Kirby's retirement left me feeling much the same way. Glaucoma ripped the most important thing out of Kirby's life and Kirby the Player died that day. Seeing Kirby give a press conference in sunglasses and the bandage on his eye was surreal. Is this really happening? Unfortunately, it was. Baseball and Minnesota suffered a major loss that day, as Kirby was a great baseball player and by all accounts an extraordinary teammate.
The 2001 Sports Illustrated article "The Rise and Fall of Kirby Puckett," by Frank Deford chronicled Kirby's affairs, as well as allegations of domestic abuse and sexual harassment. Kirby allegedly threatened to kill his wife, Tonya, pointed a gun at her, strangled her with a telephone cord, and once used a power saw to cut through a door after Tonya had locked herself in a room. The Kirby we'd known was at best lost for ever, and at worst was simply a fraud. That day, Kirby the Myth died.

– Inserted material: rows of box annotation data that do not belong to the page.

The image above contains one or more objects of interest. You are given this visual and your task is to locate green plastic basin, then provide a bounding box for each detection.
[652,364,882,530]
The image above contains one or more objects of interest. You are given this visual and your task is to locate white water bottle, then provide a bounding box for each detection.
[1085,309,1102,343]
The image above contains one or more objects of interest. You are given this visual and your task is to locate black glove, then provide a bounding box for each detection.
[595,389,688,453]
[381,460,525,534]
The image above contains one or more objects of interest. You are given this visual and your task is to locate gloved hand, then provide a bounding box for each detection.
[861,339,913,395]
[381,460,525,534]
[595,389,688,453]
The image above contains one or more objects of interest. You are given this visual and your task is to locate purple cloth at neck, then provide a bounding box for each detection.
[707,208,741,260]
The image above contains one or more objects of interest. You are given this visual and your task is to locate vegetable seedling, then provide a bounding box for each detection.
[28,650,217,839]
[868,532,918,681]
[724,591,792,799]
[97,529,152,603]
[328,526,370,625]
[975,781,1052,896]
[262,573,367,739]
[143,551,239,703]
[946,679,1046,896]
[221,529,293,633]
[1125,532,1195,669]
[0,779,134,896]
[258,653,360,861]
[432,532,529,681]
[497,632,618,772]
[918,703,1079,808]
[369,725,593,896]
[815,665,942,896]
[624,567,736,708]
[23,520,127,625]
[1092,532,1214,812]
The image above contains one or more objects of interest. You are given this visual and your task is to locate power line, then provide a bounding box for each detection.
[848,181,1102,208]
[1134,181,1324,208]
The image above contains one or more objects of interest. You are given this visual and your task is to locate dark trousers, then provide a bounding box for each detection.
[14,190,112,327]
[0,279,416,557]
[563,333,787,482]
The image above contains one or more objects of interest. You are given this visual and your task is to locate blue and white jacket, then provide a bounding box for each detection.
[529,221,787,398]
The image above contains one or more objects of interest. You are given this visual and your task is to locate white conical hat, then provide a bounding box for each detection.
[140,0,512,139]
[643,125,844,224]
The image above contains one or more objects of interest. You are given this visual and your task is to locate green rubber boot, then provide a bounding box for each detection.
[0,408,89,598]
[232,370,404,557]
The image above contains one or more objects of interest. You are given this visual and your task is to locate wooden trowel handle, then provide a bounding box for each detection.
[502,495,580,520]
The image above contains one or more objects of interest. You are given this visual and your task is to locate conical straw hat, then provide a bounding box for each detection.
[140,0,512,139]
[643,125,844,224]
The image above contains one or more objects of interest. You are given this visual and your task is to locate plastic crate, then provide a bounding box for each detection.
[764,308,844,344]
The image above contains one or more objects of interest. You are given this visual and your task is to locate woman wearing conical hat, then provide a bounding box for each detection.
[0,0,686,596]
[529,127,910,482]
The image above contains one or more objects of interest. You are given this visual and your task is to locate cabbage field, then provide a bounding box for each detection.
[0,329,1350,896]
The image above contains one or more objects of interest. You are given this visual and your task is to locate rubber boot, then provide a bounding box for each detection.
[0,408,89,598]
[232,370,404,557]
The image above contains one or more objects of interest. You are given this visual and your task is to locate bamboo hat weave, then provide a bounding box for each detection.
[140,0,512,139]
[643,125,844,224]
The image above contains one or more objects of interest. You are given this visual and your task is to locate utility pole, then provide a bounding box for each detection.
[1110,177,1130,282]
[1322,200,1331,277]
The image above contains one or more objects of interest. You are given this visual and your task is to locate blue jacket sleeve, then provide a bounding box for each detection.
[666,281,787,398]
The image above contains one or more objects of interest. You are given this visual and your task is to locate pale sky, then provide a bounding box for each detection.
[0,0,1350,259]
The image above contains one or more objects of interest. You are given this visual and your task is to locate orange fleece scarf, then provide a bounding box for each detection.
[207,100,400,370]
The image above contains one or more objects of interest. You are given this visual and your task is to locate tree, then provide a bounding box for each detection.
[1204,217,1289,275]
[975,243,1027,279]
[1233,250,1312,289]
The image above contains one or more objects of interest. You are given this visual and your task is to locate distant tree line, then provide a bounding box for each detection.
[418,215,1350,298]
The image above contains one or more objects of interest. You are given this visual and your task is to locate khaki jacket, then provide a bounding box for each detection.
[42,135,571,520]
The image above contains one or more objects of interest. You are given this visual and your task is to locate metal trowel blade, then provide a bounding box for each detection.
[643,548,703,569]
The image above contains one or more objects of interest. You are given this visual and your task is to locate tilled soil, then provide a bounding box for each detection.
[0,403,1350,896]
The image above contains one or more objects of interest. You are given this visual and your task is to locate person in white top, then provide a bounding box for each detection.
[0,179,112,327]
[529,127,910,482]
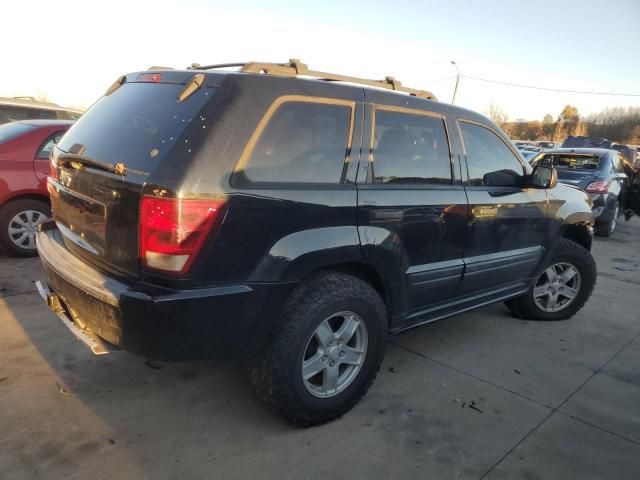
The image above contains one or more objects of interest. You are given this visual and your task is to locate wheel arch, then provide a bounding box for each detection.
[562,223,593,251]
[0,192,51,209]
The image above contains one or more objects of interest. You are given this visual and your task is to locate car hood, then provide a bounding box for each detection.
[558,169,597,190]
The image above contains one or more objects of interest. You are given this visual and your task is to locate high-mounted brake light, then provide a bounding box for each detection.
[140,196,224,274]
[136,73,162,83]
[585,180,611,193]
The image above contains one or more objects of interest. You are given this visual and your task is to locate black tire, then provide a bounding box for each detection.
[249,272,388,427]
[505,238,597,320]
[593,203,620,238]
[0,198,51,257]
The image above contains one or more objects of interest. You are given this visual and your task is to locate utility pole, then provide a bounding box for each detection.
[451,60,460,104]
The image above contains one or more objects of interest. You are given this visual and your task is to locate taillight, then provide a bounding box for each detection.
[585,180,611,193]
[140,196,224,273]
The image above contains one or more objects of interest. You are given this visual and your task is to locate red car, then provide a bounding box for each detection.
[0,120,73,257]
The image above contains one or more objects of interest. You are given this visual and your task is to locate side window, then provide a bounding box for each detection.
[234,101,353,184]
[459,122,524,187]
[36,132,64,158]
[0,105,29,123]
[372,109,452,184]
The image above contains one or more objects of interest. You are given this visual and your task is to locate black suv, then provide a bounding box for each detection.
[37,61,636,425]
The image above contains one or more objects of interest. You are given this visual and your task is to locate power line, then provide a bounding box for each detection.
[460,75,640,97]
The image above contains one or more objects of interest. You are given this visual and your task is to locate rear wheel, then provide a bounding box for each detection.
[506,238,597,320]
[249,272,387,426]
[594,202,620,237]
[0,199,51,257]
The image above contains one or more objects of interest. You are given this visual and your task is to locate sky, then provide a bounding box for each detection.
[0,0,640,120]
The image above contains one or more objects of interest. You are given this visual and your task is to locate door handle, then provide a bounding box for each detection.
[369,210,404,222]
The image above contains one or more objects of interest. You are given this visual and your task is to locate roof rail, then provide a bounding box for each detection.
[189,58,437,100]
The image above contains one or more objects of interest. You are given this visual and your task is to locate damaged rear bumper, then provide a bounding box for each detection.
[36,223,293,361]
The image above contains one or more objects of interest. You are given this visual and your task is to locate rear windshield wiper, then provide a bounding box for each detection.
[57,152,149,175]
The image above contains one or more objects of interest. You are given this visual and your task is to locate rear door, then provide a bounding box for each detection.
[358,92,467,322]
[458,118,550,295]
[49,73,215,275]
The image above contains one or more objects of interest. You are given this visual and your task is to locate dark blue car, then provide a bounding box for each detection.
[531,148,633,237]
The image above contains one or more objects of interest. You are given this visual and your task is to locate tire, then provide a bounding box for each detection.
[249,272,388,427]
[593,203,620,238]
[505,238,597,320]
[0,198,51,257]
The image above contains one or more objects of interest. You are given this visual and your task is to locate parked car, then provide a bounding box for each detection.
[0,97,82,124]
[531,148,634,237]
[0,120,73,256]
[37,61,620,425]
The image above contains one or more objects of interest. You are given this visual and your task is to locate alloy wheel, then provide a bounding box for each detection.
[8,210,47,250]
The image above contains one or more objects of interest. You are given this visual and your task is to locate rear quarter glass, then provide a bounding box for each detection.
[0,123,37,144]
[57,83,215,173]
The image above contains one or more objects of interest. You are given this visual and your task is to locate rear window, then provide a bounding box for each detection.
[0,123,36,143]
[536,153,600,170]
[58,83,214,172]
[0,105,58,123]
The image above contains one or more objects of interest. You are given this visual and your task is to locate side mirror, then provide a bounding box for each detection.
[529,163,558,188]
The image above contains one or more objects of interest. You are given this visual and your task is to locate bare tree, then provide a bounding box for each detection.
[487,102,509,126]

After the death of the Player and the Myth, the Man died on March 6th, 2006. As often is the case, the death of someone brings out all of the fans and supporters. Kirby's been called a great man by many, as teammates talk about his clubhouse presence and his World Series performances. Bud Selig even called Kirby "a Hall of Famer in every sense of the word."
Don't insult my intelligence. Spare me the canonization of Kirby Puckett. While Kirby was an amazing player and extraordinary teammate, he was in no way a great man. No "Hall of Famer in every sense of the word" urinates in public or strangles his wife with a telephone cord. I don't pretend to know everything about the situations Kirby found himself in after he retired, but most people casually sweep everything they don't like under the rug. If you prefer to focus on his time as a player when speaking about him, go right ahead. However, don't flat-out lie and pretend as though Kirby's a saint.
Nobody's a saint, and athletes live under constant pressure. We expect our players to be heroes and role models and when that expectation isn't fulfilled, we lash out. In some cases, such as Kirby, we lie to ourselves and say the player we saw on the field, the one with the ever-present smile, is like that in real life. He's a great man, a saint.
Kirby was and amazing player. In the clubhouse, no one was better. He brought happiness to many people. That should be reason enough to mourn him. Just don't try to convince everyone else he was a saint.